Kevitsa hosts proven and probable reserves of 160 million tonnes grading 0.30% nickel, (including 0.27% nickel sulphide) and 0.40% copper, as well as 240 million measured and indicated tonnes grading 0.30% nickel (including 0.28% nickel sulphide) and 0.41% copper.
In the first month of production, extraction costs for nickel and copper were offset by gold, platinum and palladium by-product credits, which lowered nickel costs to US$3.79 per lb., based on a net by-product credit of US$2.50 per lb., and copper costs to US11¢ per lb., based on a net by-product credit of US$1.41 per lb.
In the last nine months, the Kevitsa mine yielded 2,005 tonnes nickel, 4,646 tonnes copper, 3,194 oz. gold, 7,685 oz. platinum and 6,764 oz. palladium, in two concentrates. “The plant is running well and production is ramping up,” the company said on Oct. 31.
On an annual basis, First Quantum expects Kevitsa to produce 11,000 tonnes nickel and 20,000 tonnes copper at a throughput rate of 5.5 million tonnes per year. However, the company is conducting an environmental impact assessment and applying for an environmental permit that would nearly double the annual throughput rate to 10 million tonnes, increasing the annual output of nickel to 15,000 tonnes and copper to 30,000 tonnes. First Quantum expects government authorities to approve the proposal by mid-2013.
Kevitsa is 5 km away from a major highway and 6 km away from a hydroelectric dam. The closest large urban centre is 142 km southwest in Rovaniemi, the capital of Finnish Lapland.
The company’s other three operating mines are the Kansanshi copper-gold mine in Zambia (80%-owned), the Guelb Moghrein copper-gold mine in Mauritania (100%) and Ravensthorpe (100%).
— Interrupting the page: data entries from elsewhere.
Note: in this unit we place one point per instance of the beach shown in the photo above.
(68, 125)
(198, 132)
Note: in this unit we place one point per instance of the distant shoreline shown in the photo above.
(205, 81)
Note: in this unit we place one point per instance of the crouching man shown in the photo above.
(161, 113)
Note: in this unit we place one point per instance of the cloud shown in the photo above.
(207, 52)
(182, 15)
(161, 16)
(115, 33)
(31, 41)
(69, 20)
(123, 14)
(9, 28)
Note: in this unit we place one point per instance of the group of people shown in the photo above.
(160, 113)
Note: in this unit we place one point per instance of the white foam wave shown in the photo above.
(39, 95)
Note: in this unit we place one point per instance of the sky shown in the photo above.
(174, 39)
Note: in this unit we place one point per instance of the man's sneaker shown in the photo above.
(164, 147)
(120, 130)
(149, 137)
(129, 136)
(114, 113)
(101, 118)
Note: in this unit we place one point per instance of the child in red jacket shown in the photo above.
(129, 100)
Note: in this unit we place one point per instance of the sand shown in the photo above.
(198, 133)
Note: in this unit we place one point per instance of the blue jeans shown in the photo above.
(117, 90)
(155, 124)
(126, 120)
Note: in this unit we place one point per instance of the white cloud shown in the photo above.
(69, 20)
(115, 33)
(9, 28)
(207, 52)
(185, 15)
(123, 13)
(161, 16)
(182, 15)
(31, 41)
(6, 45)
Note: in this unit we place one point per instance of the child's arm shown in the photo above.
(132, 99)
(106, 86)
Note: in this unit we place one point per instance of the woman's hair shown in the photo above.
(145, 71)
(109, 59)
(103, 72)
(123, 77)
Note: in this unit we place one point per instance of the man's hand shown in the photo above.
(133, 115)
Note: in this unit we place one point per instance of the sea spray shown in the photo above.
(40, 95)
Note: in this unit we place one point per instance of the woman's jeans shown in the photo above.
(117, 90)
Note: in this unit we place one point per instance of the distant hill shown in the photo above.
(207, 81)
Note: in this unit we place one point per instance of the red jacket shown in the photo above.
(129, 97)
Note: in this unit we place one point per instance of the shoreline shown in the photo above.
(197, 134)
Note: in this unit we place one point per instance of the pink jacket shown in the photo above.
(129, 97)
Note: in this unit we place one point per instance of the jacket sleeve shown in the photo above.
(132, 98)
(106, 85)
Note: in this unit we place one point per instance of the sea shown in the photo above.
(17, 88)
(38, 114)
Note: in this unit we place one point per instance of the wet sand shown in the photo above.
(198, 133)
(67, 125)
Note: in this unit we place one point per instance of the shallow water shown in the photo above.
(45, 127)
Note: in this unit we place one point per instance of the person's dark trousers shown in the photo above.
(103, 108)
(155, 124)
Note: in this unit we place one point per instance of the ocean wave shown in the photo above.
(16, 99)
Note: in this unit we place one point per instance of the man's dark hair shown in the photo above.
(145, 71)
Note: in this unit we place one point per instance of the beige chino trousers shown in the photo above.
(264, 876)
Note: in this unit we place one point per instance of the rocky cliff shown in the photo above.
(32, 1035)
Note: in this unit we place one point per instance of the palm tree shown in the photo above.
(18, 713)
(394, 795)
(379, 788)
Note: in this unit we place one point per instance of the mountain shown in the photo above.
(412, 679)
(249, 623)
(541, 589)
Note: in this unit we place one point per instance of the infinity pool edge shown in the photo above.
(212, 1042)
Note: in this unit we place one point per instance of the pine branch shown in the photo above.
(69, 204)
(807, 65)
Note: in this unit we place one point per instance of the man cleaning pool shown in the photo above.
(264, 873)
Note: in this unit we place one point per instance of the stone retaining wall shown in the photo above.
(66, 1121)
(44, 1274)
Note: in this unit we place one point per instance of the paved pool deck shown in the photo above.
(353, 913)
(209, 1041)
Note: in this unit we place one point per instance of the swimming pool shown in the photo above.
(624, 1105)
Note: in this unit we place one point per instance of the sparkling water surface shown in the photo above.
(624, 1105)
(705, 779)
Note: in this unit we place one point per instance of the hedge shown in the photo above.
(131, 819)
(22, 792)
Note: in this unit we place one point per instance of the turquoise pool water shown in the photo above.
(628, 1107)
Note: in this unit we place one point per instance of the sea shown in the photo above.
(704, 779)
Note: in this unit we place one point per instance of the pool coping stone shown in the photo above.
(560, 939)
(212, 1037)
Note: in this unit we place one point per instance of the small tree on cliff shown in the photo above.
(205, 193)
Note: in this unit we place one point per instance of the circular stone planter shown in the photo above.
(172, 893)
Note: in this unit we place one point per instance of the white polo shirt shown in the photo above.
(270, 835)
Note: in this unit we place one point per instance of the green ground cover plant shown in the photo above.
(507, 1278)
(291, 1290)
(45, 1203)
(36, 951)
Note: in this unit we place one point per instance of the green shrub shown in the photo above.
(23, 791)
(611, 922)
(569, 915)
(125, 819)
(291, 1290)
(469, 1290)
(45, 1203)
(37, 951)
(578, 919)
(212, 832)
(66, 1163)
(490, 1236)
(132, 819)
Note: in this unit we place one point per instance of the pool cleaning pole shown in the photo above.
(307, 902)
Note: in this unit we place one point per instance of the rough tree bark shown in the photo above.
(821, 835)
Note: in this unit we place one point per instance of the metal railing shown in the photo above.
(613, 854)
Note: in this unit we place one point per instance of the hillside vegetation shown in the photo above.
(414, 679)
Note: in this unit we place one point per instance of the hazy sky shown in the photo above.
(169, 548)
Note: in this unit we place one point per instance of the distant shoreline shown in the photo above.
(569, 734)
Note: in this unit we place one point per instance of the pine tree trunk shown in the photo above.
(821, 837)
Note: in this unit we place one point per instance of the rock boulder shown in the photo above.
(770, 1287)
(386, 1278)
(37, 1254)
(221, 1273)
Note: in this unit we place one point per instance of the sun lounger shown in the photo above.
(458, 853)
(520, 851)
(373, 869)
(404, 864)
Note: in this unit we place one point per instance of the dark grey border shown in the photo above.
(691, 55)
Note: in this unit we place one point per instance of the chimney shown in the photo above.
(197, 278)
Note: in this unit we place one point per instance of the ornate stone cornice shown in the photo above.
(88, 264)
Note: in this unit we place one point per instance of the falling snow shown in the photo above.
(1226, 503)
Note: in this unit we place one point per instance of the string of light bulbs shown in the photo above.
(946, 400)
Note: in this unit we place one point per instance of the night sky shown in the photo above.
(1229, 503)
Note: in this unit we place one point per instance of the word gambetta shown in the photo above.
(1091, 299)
In 2011, the company’s total output was 265,576 tonnes copper, 175,225 oz. gold and 5,666 tonnes nickel.
First Quantum is expanding its operations in Zambia with the Trident project, located 150 km west of its flagship Kansanshi mine, which includes the Sentinel copper deposit and the Enterprise nickel deposit. It’s also developing the Haquira copper deposit in Peru, which the company acquired in its takeover of Andina Minerals in 2010.
Once these projects begin producing, the company aims to rank as one of the world’s top-10 largest copper producers.
The Geological Survey of Finland discovered Kevitsa in 1987. After three years of exploration by Finnish metals giant Outokumpu in the late 1990s, the deposit was determined economically unviable and the claims lapsed. It was later picked up by Scandinavian Gold, renamed Scandinavian Minerals and was acquired by First Quantum in 2008 for $281 million.